Transport in Selectively Magnetically Doped Topological Insulator Wires

TL;DR

This paper investigates how selective magnetic doping affects electronic transport in topological insulator nanowires, revealing conductance switching and resonant tunneling phenomena tunable by magnetic configuration and magnetic flux.

Contribution

It introduces a model for magnetic doping effects in topological insulator nanowires and analyzes transport properties, including conductance switching and resonant tunneling, using Green function methods.

Findings

Conductance switches from quantized to near zero with opposite surface magnetizations.

Resonant tunneling occurs through chiral states at the wire's middle.

Aharonov-Bohm flux tunes the resonant level position.

Abstract

We study the electronic and transport properties of a topological insulator nanowire including selective magnetic doping of its surfaces. We use a model which is appropriate to describe materials like Bi$_2$Se$_3$ within a k.p approximation and consider nanowires with a rectangular geometry.
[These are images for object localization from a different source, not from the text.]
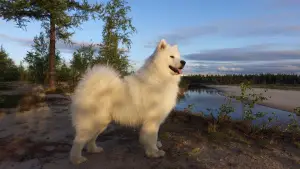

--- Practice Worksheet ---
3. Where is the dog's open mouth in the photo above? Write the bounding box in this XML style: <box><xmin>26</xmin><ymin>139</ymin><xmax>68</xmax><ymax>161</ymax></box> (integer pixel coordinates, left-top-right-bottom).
<box><xmin>169</xmin><ymin>65</ymin><xmax>183</xmax><ymax>74</ymax></box>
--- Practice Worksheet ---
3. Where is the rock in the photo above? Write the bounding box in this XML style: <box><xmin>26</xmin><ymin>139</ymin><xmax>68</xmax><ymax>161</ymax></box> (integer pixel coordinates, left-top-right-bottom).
<box><xmin>43</xmin><ymin>146</ymin><xmax>55</xmax><ymax>152</ymax></box>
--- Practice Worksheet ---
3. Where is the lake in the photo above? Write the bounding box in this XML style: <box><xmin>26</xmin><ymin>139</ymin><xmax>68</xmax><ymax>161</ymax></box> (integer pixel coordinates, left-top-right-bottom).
<box><xmin>175</xmin><ymin>87</ymin><xmax>300</xmax><ymax>126</ymax></box>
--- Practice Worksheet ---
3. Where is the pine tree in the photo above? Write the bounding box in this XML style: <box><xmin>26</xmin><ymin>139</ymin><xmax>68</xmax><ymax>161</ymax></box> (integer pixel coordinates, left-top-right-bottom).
<box><xmin>0</xmin><ymin>0</ymin><xmax>103</xmax><ymax>89</ymax></box>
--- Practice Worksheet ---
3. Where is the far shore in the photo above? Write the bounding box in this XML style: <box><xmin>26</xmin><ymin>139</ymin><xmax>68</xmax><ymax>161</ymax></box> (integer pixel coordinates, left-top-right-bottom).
<box><xmin>205</xmin><ymin>85</ymin><xmax>300</xmax><ymax>113</ymax></box>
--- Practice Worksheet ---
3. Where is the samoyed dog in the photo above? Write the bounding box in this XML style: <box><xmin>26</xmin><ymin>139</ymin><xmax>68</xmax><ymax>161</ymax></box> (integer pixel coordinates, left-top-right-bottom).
<box><xmin>69</xmin><ymin>39</ymin><xmax>186</xmax><ymax>164</ymax></box>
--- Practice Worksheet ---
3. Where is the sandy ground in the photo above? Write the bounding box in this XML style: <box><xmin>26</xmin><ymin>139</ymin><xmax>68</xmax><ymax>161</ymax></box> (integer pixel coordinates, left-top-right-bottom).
<box><xmin>0</xmin><ymin>96</ymin><xmax>299</xmax><ymax>169</ymax></box>
<box><xmin>1</xmin><ymin>83</ymin><xmax>300</xmax><ymax>169</ymax></box>
<box><xmin>207</xmin><ymin>85</ymin><xmax>300</xmax><ymax>112</ymax></box>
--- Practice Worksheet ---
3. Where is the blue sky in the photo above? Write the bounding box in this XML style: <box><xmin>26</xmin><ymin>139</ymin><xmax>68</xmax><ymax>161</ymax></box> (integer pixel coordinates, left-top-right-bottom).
<box><xmin>1</xmin><ymin>0</ymin><xmax>300</xmax><ymax>74</ymax></box>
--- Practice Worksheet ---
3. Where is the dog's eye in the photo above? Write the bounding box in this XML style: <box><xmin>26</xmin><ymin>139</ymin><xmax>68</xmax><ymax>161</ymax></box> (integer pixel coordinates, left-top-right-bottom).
<box><xmin>170</xmin><ymin>56</ymin><xmax>174</xmax><ymax>59</ymax></box>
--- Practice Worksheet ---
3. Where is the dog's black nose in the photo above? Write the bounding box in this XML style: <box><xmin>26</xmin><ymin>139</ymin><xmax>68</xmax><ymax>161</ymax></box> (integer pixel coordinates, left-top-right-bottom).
<box><xmin>180</xmin><ymin>60</ymin><xmax>186</xmax><ymax>66</ymax></box>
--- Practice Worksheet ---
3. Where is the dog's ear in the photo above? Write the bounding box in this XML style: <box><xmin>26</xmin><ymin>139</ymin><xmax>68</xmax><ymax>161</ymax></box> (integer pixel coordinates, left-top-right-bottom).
<box><xmin>157</xmin><ymin>39</ymin><xmax>167</xmax><ymax>50</ymax></box>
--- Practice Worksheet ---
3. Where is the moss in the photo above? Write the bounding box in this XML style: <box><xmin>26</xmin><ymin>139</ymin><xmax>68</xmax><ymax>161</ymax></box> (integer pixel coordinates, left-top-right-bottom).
<box><xmin>188</xmin><ymin>147</ymin><xmax>202</xmax><ymax>156</ymax></box>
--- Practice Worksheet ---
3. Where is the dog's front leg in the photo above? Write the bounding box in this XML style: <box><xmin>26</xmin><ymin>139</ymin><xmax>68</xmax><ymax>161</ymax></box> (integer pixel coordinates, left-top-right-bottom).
<box><xmin>139</xmin><ymin>122</ymin><xmax>165</xmax><ymax>158</ymax></box>
<box><xmin>156</xmin><ymin>140</ymin><xmax>162</xmax><ymax>148</ymax></box>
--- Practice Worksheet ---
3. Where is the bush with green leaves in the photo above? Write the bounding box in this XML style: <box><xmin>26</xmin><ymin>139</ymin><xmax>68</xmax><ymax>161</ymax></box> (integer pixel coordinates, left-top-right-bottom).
<box><xmin>24</xmin><ymin>32</ymin><xmax>62</xmax><ymax>84</ymax></box>
<box><xmin>0</xmin><ymin>45</ymin><xmax>20</xmax><ymax>81</ymax></box>
<box><xmin>228</xmin><ymin>81</ymin><xmax>269</xmax><ymax>121</ymax></box>
<box><xmin>294</xmin><ymin>107</ymin><xmax>300</xmax><ymax>116</ymax></box>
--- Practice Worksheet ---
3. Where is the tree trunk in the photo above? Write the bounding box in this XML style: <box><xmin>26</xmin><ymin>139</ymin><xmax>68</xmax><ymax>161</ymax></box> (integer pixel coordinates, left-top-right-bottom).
<box><xmin>49</xmin><ymin>15</ymin><xmax>56</xmax><ymax>89</ymax></box>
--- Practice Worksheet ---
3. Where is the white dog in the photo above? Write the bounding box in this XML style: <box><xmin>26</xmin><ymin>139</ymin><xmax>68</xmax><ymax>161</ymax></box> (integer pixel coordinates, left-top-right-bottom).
<box><xmin>69</xmin><ymin>39</ymin><xmax>186</xmax><ymax>164</ymax></box>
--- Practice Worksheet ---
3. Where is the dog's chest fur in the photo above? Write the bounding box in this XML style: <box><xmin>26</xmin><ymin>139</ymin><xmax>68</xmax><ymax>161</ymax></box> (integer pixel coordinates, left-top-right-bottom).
<box><xmin>138</xmin><ymin>80</ymin><xmax>179</xmax><ymax>113</ymax></box>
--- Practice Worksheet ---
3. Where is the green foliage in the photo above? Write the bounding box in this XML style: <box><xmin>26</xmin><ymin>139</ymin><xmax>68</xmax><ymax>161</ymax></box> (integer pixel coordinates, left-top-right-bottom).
<box><xmin>207</xmin><ymin>98</ymin><xmax>235</xmax><ymax>124</ymax></box>
<box><xmin>294</xmin><ymin>107</ymin><xmax>300</xmax><ymax>116</ymax></box>
<box><xmin>229</xmin><ymin>81</ymin><xmax>269</xmax><ymax>121</ymax></box>
<box><xmin>259</xmin><ymin>112</ymin><xmax>279</xmax><ymax>130</ymax></box>
<box><xmin>70</xmin><ymin>44</ymin><xmax>96</xmax><ymax>84</ymax></box>
<box><xmin>286</xmin><ymin>113</ymin><xmax>300</xmax><ymax>133</ymax></box>
<box><xmin>0</xmin><ymin>0</ymin><xmax>104</xmax><ymax>88</ymax></box>
<box><xmin>0</xmin><ymin>0</ymin><xmax>137</xmax><ymax>87</ymax></box>
<box><xmin>183</xmin><ymin>81</ymin><xmax>300</xmax><ymax>135</ymax></box>
<box><xmin>96</xmin><ymin>0</ymin><xmax>136</xmax><ymax>76</ymax></box>
<box><xmin>0</xmin><ymin>0</ymin><xmax>103</xmax><ymax>42</ymax></box>
<box><xmin>24</xmin><ymin>32</ymin><xmax>61</xmax><ymax>84</ymax></box>
<box><xmin>0</xmin><ymin>45</ymin><xmax>20</xmax><ymax>81</ymax></box>
<box><xmin>18</xmin><ymin>61</ymin><xmax>29</xmax><ymax>81</ymax></box>
<box><xmin>56</xmin><ymin>59</ymin><xmax>72</xmax><ymax>82</ymax></box>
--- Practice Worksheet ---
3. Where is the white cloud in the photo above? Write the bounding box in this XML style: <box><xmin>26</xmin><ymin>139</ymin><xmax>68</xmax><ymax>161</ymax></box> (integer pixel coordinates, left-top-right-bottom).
<box><xmin>217</xmin><ymin>66</ymin><xmax>244</xmax><ymax>72</ymax></box>
<box><xmin>282</xmin><ymin>65</ymin><xmax>300</xmax><ymax>71</ymax></box>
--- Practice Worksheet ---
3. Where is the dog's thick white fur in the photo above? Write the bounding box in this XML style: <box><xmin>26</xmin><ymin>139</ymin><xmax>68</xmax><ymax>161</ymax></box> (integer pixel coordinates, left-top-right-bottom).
<box><xmin>69</xmin><ymin>39</ymin><xmax>186</xmax><ymax>164</ymax></box>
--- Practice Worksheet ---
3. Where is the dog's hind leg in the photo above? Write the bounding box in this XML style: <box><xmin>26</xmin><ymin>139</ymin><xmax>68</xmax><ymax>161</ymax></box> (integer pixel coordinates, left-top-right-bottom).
<box><xmin>70</xmin><ymin>128</ymin><xmax>96</xmax><ymax>165</ymax></box>
<box><xmin>139</xmin><ymin>121</ymin><xmax>165</xmax><ymax>158</ymax></box>
<box><xmin>87</xmin><ymin>123</ymin><xmax>109</xmax><ymax>153</ymax></box>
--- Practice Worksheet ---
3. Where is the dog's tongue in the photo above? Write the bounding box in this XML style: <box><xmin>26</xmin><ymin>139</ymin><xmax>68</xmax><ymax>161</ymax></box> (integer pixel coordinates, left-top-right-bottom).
<box><xmin>178</xmin><ymin>69</ymin><xmax>182</xmax><ymax>74</ymax></box>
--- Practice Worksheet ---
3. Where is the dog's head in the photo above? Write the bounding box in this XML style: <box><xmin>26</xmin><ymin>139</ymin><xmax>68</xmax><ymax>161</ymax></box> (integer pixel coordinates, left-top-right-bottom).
<box><xmin>152</xmin><ymin>39</ymin><xmax>186</xmax><ymax>76</ymax></box>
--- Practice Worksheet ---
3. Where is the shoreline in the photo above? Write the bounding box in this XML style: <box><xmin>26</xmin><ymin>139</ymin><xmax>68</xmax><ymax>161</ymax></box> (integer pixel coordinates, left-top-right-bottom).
<box><xmin>206</xmin><ymin>85</ymin><xmax>300</xmax><ymax>113</ymax></box>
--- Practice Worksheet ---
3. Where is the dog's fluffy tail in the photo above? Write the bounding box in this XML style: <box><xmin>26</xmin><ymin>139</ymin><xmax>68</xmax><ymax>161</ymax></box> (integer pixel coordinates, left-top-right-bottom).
<box><xmin>71</xmin><ymin>65</ymin><xmax>122</xmax><ymax>112</ymax></box>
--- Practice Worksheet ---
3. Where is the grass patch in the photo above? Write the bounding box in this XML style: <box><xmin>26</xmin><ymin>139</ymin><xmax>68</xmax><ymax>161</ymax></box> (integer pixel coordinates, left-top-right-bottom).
<box><xmin>0</xmin><ymin>94</ymin><xmax>23</xmax><ymax>108</ymax></box>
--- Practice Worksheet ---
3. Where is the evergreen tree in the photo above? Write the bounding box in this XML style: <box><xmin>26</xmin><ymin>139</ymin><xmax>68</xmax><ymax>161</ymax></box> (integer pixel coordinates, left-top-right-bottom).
<box><xmin>0</xmin><ymin>0</ymin><xmax>103</xmax><ymax>89</ymax></box>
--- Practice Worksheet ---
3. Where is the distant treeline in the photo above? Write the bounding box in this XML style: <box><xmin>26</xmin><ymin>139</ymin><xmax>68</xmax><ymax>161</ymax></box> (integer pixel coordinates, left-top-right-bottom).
<box><xmin>182</xmin><ymin>74</ymin><xmax>300</xmax><ymax>85</ymax></box>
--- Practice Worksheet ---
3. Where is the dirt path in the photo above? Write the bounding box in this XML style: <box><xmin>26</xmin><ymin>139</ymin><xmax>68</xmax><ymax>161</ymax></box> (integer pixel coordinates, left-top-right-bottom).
<box><xmin>207</xmin><ymin>85</ymin><xmax>300</xmax><ymax>112</ymax></box>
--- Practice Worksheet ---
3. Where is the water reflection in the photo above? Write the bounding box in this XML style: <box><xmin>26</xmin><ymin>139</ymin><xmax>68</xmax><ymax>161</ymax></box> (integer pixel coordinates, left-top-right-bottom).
<box><xmin>176</xmin><ymin>87</ymin><xmax>300</xmax><ymax>126</ymax></box>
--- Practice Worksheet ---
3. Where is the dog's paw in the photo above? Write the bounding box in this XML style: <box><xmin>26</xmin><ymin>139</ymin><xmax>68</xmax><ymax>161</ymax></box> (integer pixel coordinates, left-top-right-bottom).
<box><xmin>87</xmin><ymin>146</ymin><xmax>103</xmax><ymax>153</ymax></box>
<box><xmin>146</xmin><ymin>149</ymin><xmax>165</xmax><ymax>158</ymax></box>
<box><xmin>157</xmin><ymin>141</ymin><xmax>162</xmax><ymax>148</ymax></box>
<box><xmin>70</xmin><ymin>156</ymin><xmax>87</xmax><ymax>165</ymax></box>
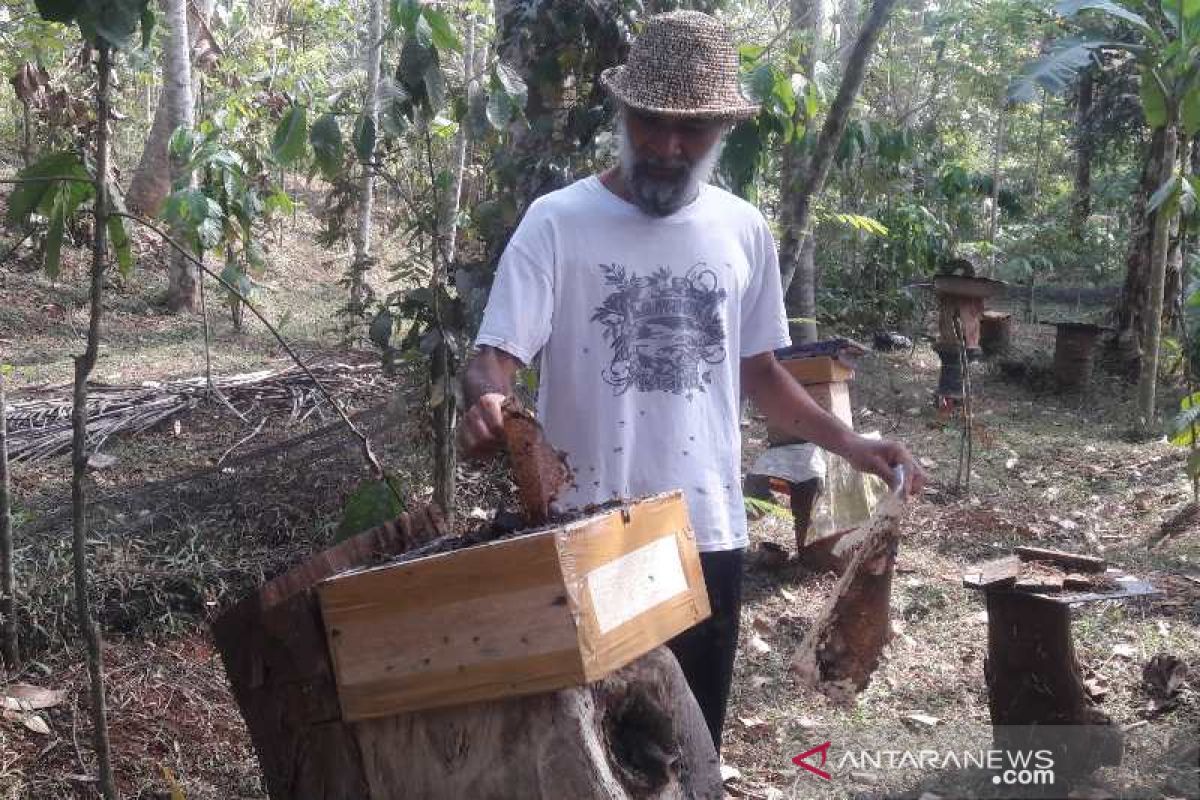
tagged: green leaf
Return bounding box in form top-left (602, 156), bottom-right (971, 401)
top-left (263, 188), bottom-right (294, 217)
top-left (1182, 88), bottom-right (1200, 136)
top-left (1170, 393), bottom-right (1200, 446)
top-left (486, 89), bottom-right (515, 129)
top-left (139, 1), bottom-right (154, 49)
top-left (336, 477), bottom-right (405, 542)
top-left (354, 114), bottom-right (376, 163)
top-left (107, 187), bottom-right (134, 276)
top-left (1055, 0), bottom-right (1152, 32)
top-left (309, 113), bottom-right (344, 178)
top-left (168, 125), bottom-right (198, 163)
top-left (1141, 69), bottom-right (1169, 128)
top-left (43, 191), bottom-right (66, 279)
top-left (390, 0), bottom-right (420, 32)
top-left (494, 62), bottom-right (527, 108)
top-left (34, 0), bottom-right (80, 23)
top-left (86, 0), bottom-right (153, 50)
top-left (271, 104), bottom-right (308, 165)
top-left (6, 151), bottom-right (90, 224)
top-left (1148, 173), bottom-right (1180, 214)
top-left (1009, 38), bottom-right (1104, 102)
top-left (422, 7), bottom-right (460, 52)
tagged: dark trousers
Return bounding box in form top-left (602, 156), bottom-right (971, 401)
top-left (666, 547), bottom-right (745, 753)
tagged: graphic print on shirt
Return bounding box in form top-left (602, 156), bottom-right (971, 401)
top-left (591, 263), bottom-right (727, 397)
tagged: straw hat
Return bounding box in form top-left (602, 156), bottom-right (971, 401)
top-left (601, 11), bottom-right (759, 121)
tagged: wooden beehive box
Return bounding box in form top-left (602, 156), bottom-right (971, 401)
top-left (316, 490), bottom-right (709, 721)
top-left (768, 356), bottom-right (856, 444)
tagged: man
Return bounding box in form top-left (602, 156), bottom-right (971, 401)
top-left (458, 10), bottom-right (925, 750)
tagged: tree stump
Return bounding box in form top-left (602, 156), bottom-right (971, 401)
top-left (212, 506), bottom-right (721, 799)
top-left (984, 591), bottom-right (1122, 780)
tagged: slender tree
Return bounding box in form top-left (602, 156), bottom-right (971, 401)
top-left (162, 0), bottom-right (200, 311)
top-left (72, 42), bottom-right (119, 799)
top-left (0, 366), bottom-right (16, 669)
top-left (780, 0), bottom-right (900, 339)
top-left (347, 0), bottom-right (383, 337)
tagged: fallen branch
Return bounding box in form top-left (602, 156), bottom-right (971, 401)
top-left (6, 363), bottom-right (383, 462)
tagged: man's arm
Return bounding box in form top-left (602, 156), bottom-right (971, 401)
top-left (740, 352), bottom-right (925, 496)
top-left (458, 345), bottom-right (524, 459)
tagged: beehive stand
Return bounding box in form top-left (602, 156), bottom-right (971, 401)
top-left (212, 502), bottom-right (722, 799)
top-left (963, 547), bottom-right (1159, 780)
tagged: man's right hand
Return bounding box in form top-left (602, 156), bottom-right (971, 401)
top-left (457, 392), bottom-right (508, 460)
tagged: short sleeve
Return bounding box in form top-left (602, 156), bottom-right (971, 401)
top-left (739, 219), bottom-right (791, 357)
top-left (474, 201), bottom-right (555, 364)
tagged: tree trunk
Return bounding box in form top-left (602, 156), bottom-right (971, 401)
top-left (986, 99), bottom-right (1008, 274)
top-left (778, 0), bottom-right (826, 343)
top-left (127, 0), bottom-right (211, 218)
top-left (1164, 133), bottom-right (1189, 332)
top-left (984, 592), bottom-right (1122, 779)
top-left (1070, 68), bottom-right (1095, 244)
top-left (20, 102), bottom-right (33, 167)
top-left (0, 370), bottom-right (16, 668)
top-left (347, 0), bottom-right (383, 336)
top-left (1116, 128), bottom-right (1168, 371)
top-left (779, 0), bottom-right (899, 312)
top-left (213, 511), bottom-right (721, 800)
top-left (445, 16), bottom-right (477, 267)
top-left (75, 44), bottom-right (117, 800)
top-left (162, 0), bottom-right (200, 312)
top-left (1137, 125), bottom-right (1178, 432)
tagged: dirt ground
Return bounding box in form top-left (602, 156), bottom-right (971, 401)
top-left (1, 205), bottom-right (1197, 799)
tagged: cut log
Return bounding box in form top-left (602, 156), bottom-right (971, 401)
top-left (502, 398), bottom-right (571, 525)
top-left (212, 505), bottom-right (720, 799)
top-left (791, 483), bottom-right (906, 703)
top-left (962, 555), bottom-right (1021, 589)
top-left (984, 591), bottom-right (1122, 779)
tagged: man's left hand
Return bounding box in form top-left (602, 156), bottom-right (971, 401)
top-left (841, 435), bottom-right (926, 498)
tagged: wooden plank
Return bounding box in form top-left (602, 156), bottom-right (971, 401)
top-left (962, 555), bottom-right (1021, 590)
top-left (1015, 546), bottom-right (1106, 573)
top-left (1014, 574), bottom-right (1065, 593)
top-left (339, 649), bottom-right (585, 719)
top-left (318, 492), bottom-right (710, 720)
top-left (780, 356), bottom-right (855, 385)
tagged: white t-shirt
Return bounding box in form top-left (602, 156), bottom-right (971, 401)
top-left (475, 175), bottom-right (790, 552)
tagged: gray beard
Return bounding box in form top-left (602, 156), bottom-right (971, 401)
top-left (617, 118), bottom-right (723, 217)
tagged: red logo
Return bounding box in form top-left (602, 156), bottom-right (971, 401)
top-left (792, 741), bottom-right (833, 781)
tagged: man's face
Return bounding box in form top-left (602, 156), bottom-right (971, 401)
top-left (619, 108), bottom-right (726, 217)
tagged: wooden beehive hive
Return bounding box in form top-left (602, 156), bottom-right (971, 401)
top-left (317, 490), bottom-right (709, 720)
Within this model the magnetic doping at the (111) surfaces induces a Zeeman field which opens a gap at the Dirac cones corresponding to the surface states. For obtaining the transport properties in a two terminal configuration we use a recursive Green function method based on a tight-binding model which is obtained by discretizing the original continuous model. For the case of uniform magnetization of two opposite nanowire (111) surfaces we show that the conductance can switch from a quantized value of $e^2/h$ (when the magnetizations are equal) to a very small value (when they are opposite). We also analyze the case of non-uniform magnetizations in which the Zeeman field on the two opposite surfaces change sign at the middle of the wire. For this case we find that conduction by resonant tunneling through a chiral state bound at the middle of the wire is possible. The resonant level position can be tuned by imposing an Aharonov-Bohm flux through the nanowire cross section.